Mr. Pinto turned and gestured to the table.

“Come have breakfast with us. It’s the three-egg omelette. Your favourite. Nina—one more omelette, at once. Come, Masterji, sit at the table.”

“Did you know what was going to happen last night?” Masterji asked. “Did the Secretary tell everyone to keep quiet when I screamed? That was something else I didn’t think about until this morning. No one came to help me.”

Mr. Pinto gestured helplessly. “For our part, honestly, we heard nothing. We were asleep. Ask Shelley.”

Mrs. Pinto, rising from the breakfast table, stood next to her husband, and took his hand in hers.

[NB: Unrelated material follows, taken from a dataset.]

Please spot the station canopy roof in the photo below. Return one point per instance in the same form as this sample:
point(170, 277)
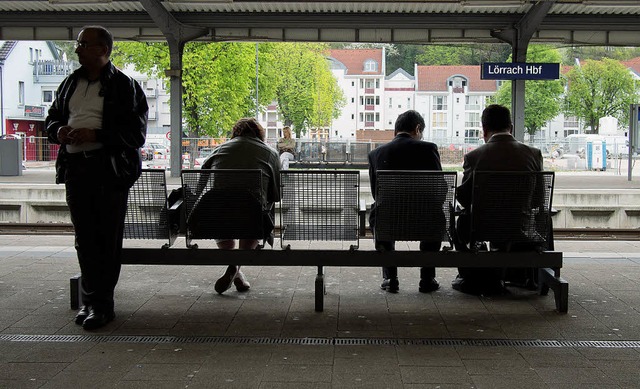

“We wanted to save you, Masterji,” she said in her rasping voice. “They told us if we kept quiet we would save you.”

“Shelley, shut up. Go back to the table. We didn’t know anything, Masterji. We thank God that you are safe. Come in and eat now—”

“You’re lying, Mr. Pinto.”

Masterji pulled the front door from Mr. Pinto’s grasp and closed it on himself. He pressed his forehead against the door. Rajeev and Raghav Ajwani, in their school uniforms, tried to tiptoe past him.

Hearing voices from below, Masterji went down the stairs.

Three women sat in the white plastic chairs.

Mrs. Puri was speaking to the Secretary’s wife; Mrs. Ganguly, bedecked in gold and silk, apparently on her way to a wedding ceremony, was listening.

“So what if the Sisters at the Special School want Ramu to play David Slayer of Goliath in the pageant? What is it to me that David was a Christian and we are Hindus? Jesus and Krishna: two skin colours, same God. All my life I have gone in and out of churches like a happy bird.”

“You’re right, Sangeeta,” the Secretary’s wife responded. “What difference is there, deep down?”

Masterji went from Mrs. Puri to Mrs. Kothari to Mrs. Ganguly, trying to find a face that revealed guilt when he stared at it. None paid the slightest attention to him. Am I looking at good people or bad? he thought.

Mrs. Puri brushed a housefly from Mrs. Kothari’s shoulder and continued.

“Didn’t I pray at St. Antony’s and then at St. Andrew’s and then at Mount Mary that the doctors should be wrong about Ramu? Just as I prayed in SiddhiVinayak Temple, Mrs. Kothari.”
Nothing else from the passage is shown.